No estaba seguro, así que no contesté. Le pregunté si estaba bien y dijo que qué me parecía. La besé. Me extrañó que nadie gritara, pero la caída había sido tan suave que los pasajeros seguían durmiendo. ¿O estaban muertos? El conductor no, porque lo oí gritar, las vocales alargadas por la borrachera:

– ¡Otra vez la jodía vaca!

El autobús estaba en una especie de zanja, apoyado sobre un costado, en un ángulo de unos 45 grados o más. La geometría siempre se me dio fatal. Besé a Nina y me fui gateando entre los asientos. Algunos pasajeros miraban extrañados, pero nadie parecía herido. Una de las viejitas roncaba, apoyada en la otra. Me pareció que esa no respiraba. La sacudí y no despertó. Volví a sacudirla:

– ¡Señora! ¡Señora! ¡Señoraaaa!

Abrió los ojos y me vio.

– ¿Está usted bien, señora? No se mueva. Hemos tenido un…

– ¡Milagro! -aulló la vieja-. ¡Milagro! ¡Estaba mudo y gracias a la Virgen ha vuelto a hablar!

La otra despertó y le hizo coro. Se pusieron a rezar, como si no les llamara la atención estar colgadas, con el autobús medio volcado. El chófer pataleaba en el aire sujeto por el cinturón de seguridad. El reloj cuadrado que había sobre el parabrisas era el único daño evidente del vuelco. Se había desprendido y estaba roto en pedazos desiguales contra la puerta. No los conté: sabía que eran diez.

Serrano roncaba como un bendito, apoyado el cuerpo en el costado del coche.
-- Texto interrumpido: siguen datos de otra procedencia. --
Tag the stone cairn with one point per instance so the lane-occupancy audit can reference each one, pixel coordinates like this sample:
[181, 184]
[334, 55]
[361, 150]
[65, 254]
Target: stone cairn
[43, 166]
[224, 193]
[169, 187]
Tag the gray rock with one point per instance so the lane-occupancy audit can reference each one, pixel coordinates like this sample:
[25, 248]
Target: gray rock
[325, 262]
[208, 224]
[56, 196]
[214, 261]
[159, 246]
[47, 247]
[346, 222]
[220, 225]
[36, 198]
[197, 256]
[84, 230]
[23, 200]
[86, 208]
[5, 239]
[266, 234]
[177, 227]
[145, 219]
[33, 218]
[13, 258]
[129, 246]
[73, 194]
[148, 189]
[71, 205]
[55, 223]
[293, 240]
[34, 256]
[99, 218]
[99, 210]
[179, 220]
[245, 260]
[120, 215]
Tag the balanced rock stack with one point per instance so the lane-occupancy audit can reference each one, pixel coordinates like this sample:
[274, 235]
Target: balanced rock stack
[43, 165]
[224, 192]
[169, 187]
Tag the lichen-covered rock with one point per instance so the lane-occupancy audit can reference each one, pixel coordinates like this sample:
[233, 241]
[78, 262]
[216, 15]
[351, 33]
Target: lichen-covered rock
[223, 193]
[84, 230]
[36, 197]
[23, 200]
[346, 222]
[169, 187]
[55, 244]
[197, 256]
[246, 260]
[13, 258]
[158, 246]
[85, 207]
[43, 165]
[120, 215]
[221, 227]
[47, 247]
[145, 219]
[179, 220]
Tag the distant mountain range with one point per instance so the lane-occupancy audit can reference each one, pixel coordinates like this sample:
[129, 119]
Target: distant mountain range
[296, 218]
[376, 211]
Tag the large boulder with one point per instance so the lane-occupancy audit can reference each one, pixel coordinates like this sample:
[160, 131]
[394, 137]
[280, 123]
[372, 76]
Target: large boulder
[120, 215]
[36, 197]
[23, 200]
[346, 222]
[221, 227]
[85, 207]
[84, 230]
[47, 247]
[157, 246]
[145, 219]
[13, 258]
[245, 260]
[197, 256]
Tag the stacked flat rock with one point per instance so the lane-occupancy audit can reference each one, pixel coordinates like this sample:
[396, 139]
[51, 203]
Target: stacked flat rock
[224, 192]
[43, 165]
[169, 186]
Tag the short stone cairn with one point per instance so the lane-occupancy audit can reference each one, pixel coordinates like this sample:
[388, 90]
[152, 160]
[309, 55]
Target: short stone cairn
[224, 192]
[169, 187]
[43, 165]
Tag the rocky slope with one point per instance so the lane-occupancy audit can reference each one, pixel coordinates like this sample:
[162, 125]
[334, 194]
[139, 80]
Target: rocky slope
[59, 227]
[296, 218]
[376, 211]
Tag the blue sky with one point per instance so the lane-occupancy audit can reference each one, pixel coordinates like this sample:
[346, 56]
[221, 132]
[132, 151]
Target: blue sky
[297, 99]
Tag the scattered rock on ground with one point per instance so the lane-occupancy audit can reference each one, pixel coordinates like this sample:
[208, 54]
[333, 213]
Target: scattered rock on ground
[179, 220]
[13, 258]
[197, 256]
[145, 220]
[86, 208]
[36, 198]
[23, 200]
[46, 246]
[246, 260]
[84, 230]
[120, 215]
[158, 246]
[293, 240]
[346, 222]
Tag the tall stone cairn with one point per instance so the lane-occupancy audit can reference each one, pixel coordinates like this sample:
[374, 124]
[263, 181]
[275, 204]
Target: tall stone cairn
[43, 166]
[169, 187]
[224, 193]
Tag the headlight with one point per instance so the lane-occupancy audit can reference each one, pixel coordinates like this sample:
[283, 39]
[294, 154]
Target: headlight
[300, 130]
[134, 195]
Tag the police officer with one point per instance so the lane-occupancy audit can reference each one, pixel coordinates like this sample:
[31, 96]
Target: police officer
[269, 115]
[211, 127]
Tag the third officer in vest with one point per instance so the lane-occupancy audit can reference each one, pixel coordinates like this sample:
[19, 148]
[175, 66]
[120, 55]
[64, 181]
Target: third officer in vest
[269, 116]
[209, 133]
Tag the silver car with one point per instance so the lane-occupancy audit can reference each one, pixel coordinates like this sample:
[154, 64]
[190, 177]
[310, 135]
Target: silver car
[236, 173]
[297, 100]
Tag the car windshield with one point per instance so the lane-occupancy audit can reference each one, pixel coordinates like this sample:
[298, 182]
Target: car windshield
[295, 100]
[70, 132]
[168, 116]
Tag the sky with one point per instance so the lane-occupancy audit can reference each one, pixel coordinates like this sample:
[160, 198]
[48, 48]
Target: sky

Ni se había enterado. Entre los gritos de las viejas, el conductor que subió el volumen de sus quejas contra «la puta vaca que me persigue» y mis sacudidas, Serrano despertó, me miró sin sorpresa y dijo:

– Nasnoche, ¿un bocadillo?

Cuando estuvimos todos fuera del autobús comprobamos que no había heridos. Las viejas seguían contándole al que quisiera oírlas que yo era mudo y había ocurrido el milagro.

Nina también estaba entera, y me miraba con maldad. Y con cariño. No sabíamos dónde estábamos. Ese asfalto desparejo y estrecho, sin ninguna señal, no podía ser una carretera principal. Fui a hablar con el conductor, pero estaba eufórico.

– ¡Esta vez la jodí! Puñetera vaca, pero la esquivé, vaya si la esquivé…

Le pregunté si aquellas luces que se veían a lo lejos serían algún pueblo y a qué distancia calculaba que estaban. Me miró como si fuera transparente, eructó alcohol puro y se sobresaltó:

– ¡Ahí está otra vez, la muy puta! ¡Ven aquí, vaca de mierda! ¡Ven que te parto el culo!

Levantó unas piedras y corrió por el pavimento, persiguiendo una sombra.

El guiri se fue detrás, gritando «toro, toro», y la inglesa flaca me tocó el hombro con su mano huesuda y me preguntó que cuánto faltaba para «Fuengirolo City».